地下迷宮の最深部
異世界転生22日目の昼過ぎ。
俺達は迷宮地下十五階の転移部屋にいた。
この転移部屋も、問題なく使える。
そもそも、オーガ集団は転移部屋を利用しているようだ。
地下十一階からここまで、オーガの集団と立て続けに戦闘になった。
既に、イリンとマイは疲れ果てている。
リルエルすら、魔法の発動に時間がかかるようになった。
ここからは、奴隷娘達はネプに任せて、俺が戦うことにしよう。
地下十階から十一階と同じように、地下十六階への階段は存在しない。
五階毎に、階段がなくなっていそうだ。
床を蒸発させて、十六階に降りていく。
攻略気分も味わったので、探査系の魔法を用いて、地下への最短距離を目指す。
一応、階段がある場合は使うようにするが。
迷宮地下十六階~二十階。自動車サイズの熊の魔獣、所謂ビックベア。
突進してくる巨体を、ファイヤーストームで丸焼きに。
ネプが一口ずつ味見をしているが、何処を食べているかは見たくなかった。
迷宮地下21階~25階。
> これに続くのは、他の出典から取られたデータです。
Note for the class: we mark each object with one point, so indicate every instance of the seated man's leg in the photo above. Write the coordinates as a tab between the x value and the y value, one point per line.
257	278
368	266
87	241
トラックサイズの狼の魔獣、所謂ウルフ系。
倍以上に広くなった通路を活用して攻撃される。
前後左右の連係に対して、高温の空気を撒き散らす。
もちろん、真空と氷の壁を周囲に作っているから、俺達には僅かな音しか届かない。
迷宮地下26階~30階。大型トラックサイズの象の魔獣、所謂ヘビーモス。
……攻撃してこなかったので、放置!
迷宮地下31階~35階。十一階から現れたオーガ。
前衛後衛関係なく、次から次へと襲ってくる。
無駄撃ちが多くなるが、アイスレインを発動し続ける。
俺は迷宮地下36階にいる。
奴隷娘達とネプは、地下35階の転移部屋を使って、迷宮から帰した。
少しでもレベルを上げようと、石を投げたりしていたがな。
36階の魔獣は、所謂ハイオーガだろう。
オーガよりもやや小柄ながら、筋肉のつき方がマッチョだ。
鎧は魔法金属製に変わり、斧と盾を装備して、俺を取り囲もうと移動している。
目の前のハイオーガに、雷魔法を用いて直撃雷を食らわせる。
眩しい…。
うん、残りはペッタンにしよう。
雷の轟音のせいで、ハイオーガが集まってくる。
まぁ、ペッタンするだけだからいいんだけどさ。
移動速度を上げて振り切ろう。
俺はハイオーガの索敵から逃れた。
もう地下38階だがな。
迷宮攻略も飽きてきた…。
魔獣を倒しながら階段を降りて、また魔獣を倒しての繰り返し。
自身以上に強力な武器防具が考えられず、宝箱も全スルーだしな。
ごく希に、レアアイテムがあるらしいが、そこまで探す気にならない。
あと、鉱物を採掘するなら、石魔法を用いて生成した方が楽だ。
床を蒸発させて、さっさと最深部まで降りてしまおう。
階を降りるに従って、通路の幅も高さも広くなっていく。
ここまで広いと、壁がぼんやり光るだけではよく見えない。
何か大きい魔獣が近くにいても、ただペッタンの餌食だ。
迷宮地下80階…110階かも?
数えるのが面倒になって、もう何階か分からないんだがな。
この階でも床を蒸発させようと、ファイヤーボードを下方に向かわせると、鱗が見える。
鱗一枚だけで、二階建て程の高さがある。
炎を周囲に発生させ、状況を確認すると、蛇がいた。
トンネルを何本括ったら、この太さになるんだろうか。
おっと。
蛇さんはお怒りのようだ。
俺を食べようと、襲ってくる。
「んがっ」
蛇の攻撃は、音速を超えているようだ。
頭を避けたら、衝撃波に襲われた。
ああ、俺の服が…。
とりあえず、頭と首を少し残して、ペッタンする。
……いやいや、効いてないってどういうこと!?
鱗が綺麗に輝いたり、少し煙が出たりしか変化がないよ!
えっと、温度を上げればいいのか?
<新たなスキルを獲得しました。>
うん、どれ程ペッタンの温度が上がったかは分からないが、
蛇の大部分を蒸発させることができた。
周辺の空間、迷宮の壁と地盤?も、一緒に蒸発しているが。
俺の周囲は、量子魔法を用いて、温度を固定していたから平気だ。
スキル確認っと。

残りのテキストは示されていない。